Inherent strengths of the analyses include that the data on adverse events were consistently and carefully captured by site clinicians using the same standardized DAIDS/NIH Toxicity Tables; and that there was excellent follow up of participants in both trials so that late infant outcomes were well documented. The results are likewise consistent with findings from other recent trials in Malawi and Kenya; as well as reflecting the negative effects of early breastfeeding cessation reported in the general child survival literature.

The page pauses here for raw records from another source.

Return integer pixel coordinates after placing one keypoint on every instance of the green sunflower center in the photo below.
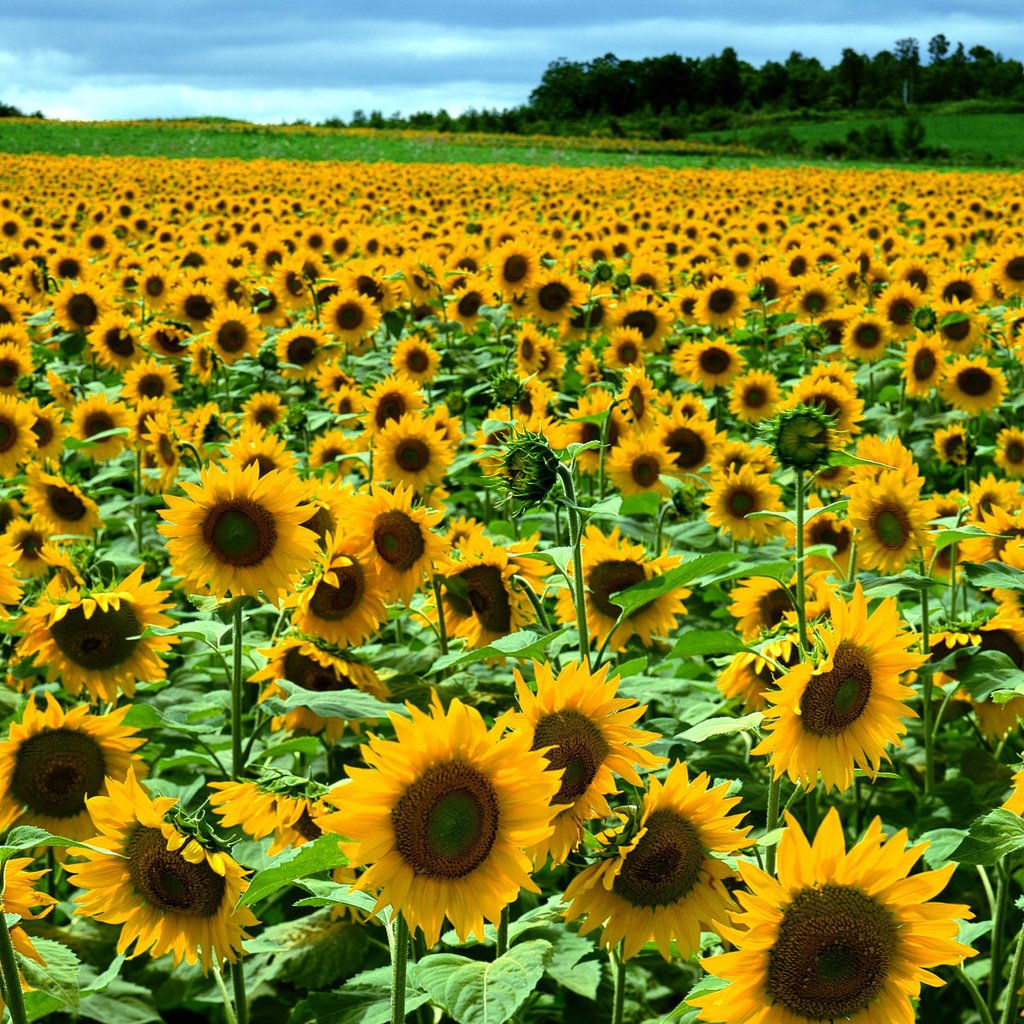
(240, 531)
(446, 821)
(102, 641)
(835, 699)
(666, 863)
(168, 882)
(578, 749)
(833, 953)
(398, 540)
(55, 771)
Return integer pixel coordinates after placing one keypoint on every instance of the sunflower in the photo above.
(441, 817)
(93, 638)
(754, 395)
(302, 662)
(350, 317)
(403, 542)
(923, 366)
(17, 441)
(411, 452)
(637, 464)
(344, 602)
(239, 532)
(587, 733)
(973, 385)
(53, 760)
(660, 880)
(169, 893)
(840, 936)
(97, 416)
(846, 709)
(61, 506)
(888, 519)
(612, 563)
(734, 495)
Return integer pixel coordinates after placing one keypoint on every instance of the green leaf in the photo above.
(321, 855)
(478, 992)
(994, 574)
(350, 704)
(991, 838)
(721, 727)
(707, 642)
(522, 644)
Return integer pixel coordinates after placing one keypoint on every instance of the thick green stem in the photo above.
(579, 584)
(619, 979)
(399, 966)
(8, 964)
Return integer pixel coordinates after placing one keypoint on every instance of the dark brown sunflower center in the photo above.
(687, 445)
(974, 381)
(608, 578)
(334, 603)
(645, 470)
(891, 525)
(398, 540)
(487, 597)
(578, 749)
(446, 821)
(832, 956)
(168, 882)
(240, 531)
(666, 863)
(82, 310)
(55, 770)
(102, 641)
(835, 699)
(553, 297)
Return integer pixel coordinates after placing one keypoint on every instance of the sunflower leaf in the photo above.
(478, 992)
(321, 855)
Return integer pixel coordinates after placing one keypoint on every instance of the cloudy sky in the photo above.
(275, 61)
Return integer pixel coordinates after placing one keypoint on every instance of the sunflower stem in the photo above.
(8, 963)
(399, 966)
(576, 541)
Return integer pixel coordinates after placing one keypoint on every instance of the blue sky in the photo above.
(275, 61)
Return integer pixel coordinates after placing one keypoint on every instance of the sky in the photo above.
(273, 61)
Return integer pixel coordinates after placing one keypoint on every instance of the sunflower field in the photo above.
(482, 594)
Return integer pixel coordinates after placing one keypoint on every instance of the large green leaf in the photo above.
(484, 992)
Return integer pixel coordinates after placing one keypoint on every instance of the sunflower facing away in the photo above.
(844, 711)
(169, 893)
(660, 880)
(93, 639)
(442, 815)
(53, 760)
(586, 732)
(840, 936)
(239, 532)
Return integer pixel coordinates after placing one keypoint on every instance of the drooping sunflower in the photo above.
(846, 709)
(973, 385)
(441, 817)
(301, 660)
(239, 532)
(587, 733)
(402, 538)
(660, 880)
(93, 638)
(344, 602)
(888, 518)
(53, 760)
(62, 506)
(612, 563)
(169, 893)
(840, 936)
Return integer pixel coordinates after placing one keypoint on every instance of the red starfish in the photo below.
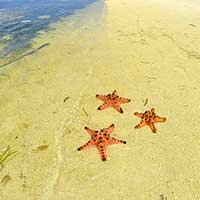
(101, 139)
(112, 100)
(149, 118)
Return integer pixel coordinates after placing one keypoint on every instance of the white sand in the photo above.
(143, 49)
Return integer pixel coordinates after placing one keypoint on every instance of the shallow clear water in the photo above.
(21, 20)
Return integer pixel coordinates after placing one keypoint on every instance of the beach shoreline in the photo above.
(142, 49)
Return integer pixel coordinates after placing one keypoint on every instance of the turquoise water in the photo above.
(22, 20)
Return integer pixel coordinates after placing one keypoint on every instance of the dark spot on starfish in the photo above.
(103, 159)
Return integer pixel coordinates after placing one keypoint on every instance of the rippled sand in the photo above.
(143, 49)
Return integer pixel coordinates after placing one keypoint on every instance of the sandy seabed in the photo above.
(144, 50)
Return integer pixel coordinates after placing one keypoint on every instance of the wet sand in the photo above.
(143, 50)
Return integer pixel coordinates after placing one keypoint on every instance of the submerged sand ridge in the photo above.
(141, 49)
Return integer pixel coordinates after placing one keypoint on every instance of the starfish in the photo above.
(101, 139)
(149, 118)
(112, 100)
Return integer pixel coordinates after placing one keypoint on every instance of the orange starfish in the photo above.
(112, 100)
(101, 139)
(149, 118)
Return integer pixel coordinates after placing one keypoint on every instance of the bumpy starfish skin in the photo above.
(112, 100)
(101, 139)
(149, 118)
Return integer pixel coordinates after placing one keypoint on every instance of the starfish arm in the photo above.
(110, 129)
(124, 100)
(114, 92)
(90, 131)
(87, 145)
(101, 97)
(140, 115)
(152, 126)
(159, 119)
(113, 140)
(102, 151)
(141, 124)
(103, 106)
(118, 108)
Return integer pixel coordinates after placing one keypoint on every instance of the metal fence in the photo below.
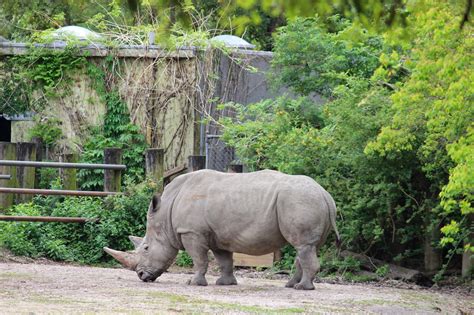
(218, 154)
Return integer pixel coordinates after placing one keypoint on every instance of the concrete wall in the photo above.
(167, 94)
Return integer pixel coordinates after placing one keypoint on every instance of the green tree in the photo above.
(433, 114)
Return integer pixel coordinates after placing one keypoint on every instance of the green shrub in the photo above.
(119, 217)
(183, 259)
(22, 237)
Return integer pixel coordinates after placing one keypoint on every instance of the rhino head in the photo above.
(153, 254)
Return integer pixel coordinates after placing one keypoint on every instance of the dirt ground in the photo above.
(35, 288)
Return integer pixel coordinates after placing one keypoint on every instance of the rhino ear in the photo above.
(155, 202)
(136, 240)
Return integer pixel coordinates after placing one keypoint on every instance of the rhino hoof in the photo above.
(200, 282)
(304, 286)
(226, 281)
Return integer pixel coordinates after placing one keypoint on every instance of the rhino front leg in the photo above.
(309, 264)
(197, 248)
(226, 264)
(297, 276)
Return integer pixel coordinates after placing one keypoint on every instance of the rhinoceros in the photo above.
(251, 213)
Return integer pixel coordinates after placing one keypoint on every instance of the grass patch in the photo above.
(196, 305)
(15, 275)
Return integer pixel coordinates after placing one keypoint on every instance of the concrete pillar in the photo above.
(25, 151)
(7, 152)
(68, 175)
(112, 178)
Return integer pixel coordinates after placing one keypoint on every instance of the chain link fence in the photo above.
(218, 154)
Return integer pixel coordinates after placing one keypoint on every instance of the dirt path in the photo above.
(37, 289)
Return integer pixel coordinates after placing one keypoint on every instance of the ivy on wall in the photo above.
(32, 79)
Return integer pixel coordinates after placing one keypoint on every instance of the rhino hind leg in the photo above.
(309, 263)
(196, 247)
(226, 264)
(297, 276)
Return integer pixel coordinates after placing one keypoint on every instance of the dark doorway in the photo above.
(5, 130)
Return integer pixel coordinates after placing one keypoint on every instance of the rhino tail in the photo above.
(332, 217)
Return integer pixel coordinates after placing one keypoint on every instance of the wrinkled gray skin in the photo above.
(251, 213)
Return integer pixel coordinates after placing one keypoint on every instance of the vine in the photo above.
(117, 131)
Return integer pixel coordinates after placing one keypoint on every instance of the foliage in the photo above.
(40, 70)
(183, 259)
(47, 129)
(116, 132)
(119, 217)
(309, 59)
(376, 196)
(288, 254)
(437, 128)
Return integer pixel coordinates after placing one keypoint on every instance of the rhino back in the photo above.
(245, 212)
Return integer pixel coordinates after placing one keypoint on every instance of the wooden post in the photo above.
(68, 175)
(7, 152)
(112, 178)
(25, 151)
(468, 256)
(433, 258)
(154, 163)
(196, 162)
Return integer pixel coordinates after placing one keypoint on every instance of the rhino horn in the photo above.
(127, 259)
(135, 240)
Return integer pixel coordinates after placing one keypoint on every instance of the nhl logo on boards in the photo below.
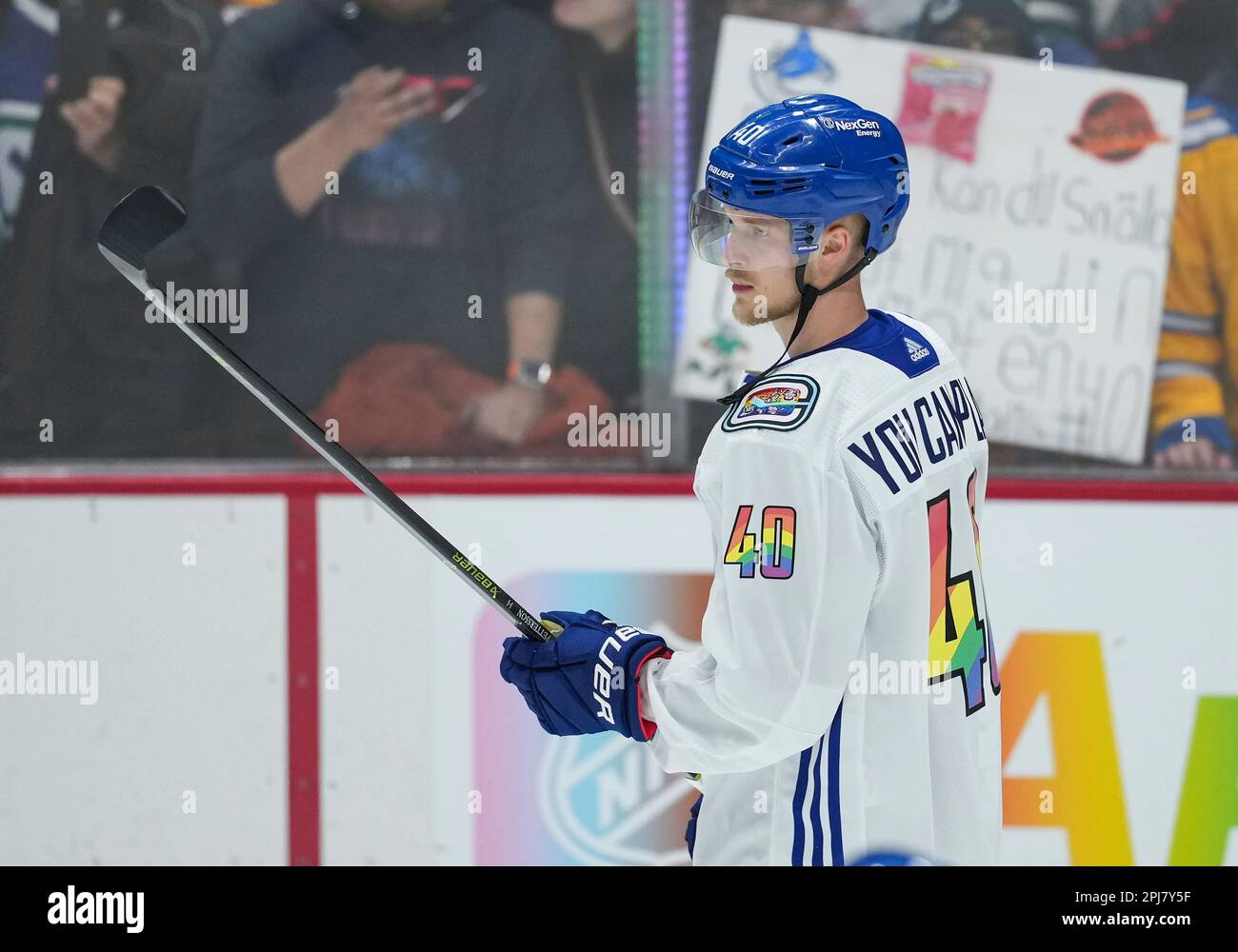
(778, 403)
(606, 803)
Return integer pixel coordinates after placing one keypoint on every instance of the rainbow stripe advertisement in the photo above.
(602, 800)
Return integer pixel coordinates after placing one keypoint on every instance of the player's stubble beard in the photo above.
(764, 305)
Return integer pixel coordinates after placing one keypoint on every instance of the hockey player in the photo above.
(845, 696)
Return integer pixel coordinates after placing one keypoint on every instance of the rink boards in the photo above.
(283, 675)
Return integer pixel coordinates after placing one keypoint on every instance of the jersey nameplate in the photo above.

These data from the HIVIGLOB/NVP trial in Uganda as well as the PEPI Malawi trial and the Kisumu, Kenya trials raise concerns that early breastfeeding cessation among HIV-infected women in resource-limited settings may lead to increased rates of serious gastroenteritis adverse events among infants and to increased overall infant mortality when compared to more prolonged breastfeeding of HIV exposed infants [30
]. In October 2006 WHO refined its HIV and infant feeding guidance and in February 2007, released revised guidelines to help policy makers and programme managers clarify earlier recommendations [45
]. The findings from HIVIGLOB/NVP as well as the studies in Malawi (PEPI), Kenya (KIBS) and Zambia (ZEBS) led to revised recommendations for most HIV-infected women to exclusively breastfeed for the first six months and then to continue breastfeeding through the first year of life with introduction of complementary foods in situations where safe nutritional alternatives are not readily accessible [30
]. Further data are needed on HIV-free survival outcomes at 18-24 months in relation to infant feeding choices; with careful assessment of competing causes of infant mortality associated with early breastfeeding cessation.
The ultimate goal of infant feeding strategies for HIV-infected women should be to develop interventions which allow longer, safer breastfeeding in order to provide optimal infant nutrition and to reduce the risk of severe infant gastroenteritis and mortality; while at the same time decreasing the risk of post-natal HIV transmission in order to maximize the lifesaving protective benefits of breast milk.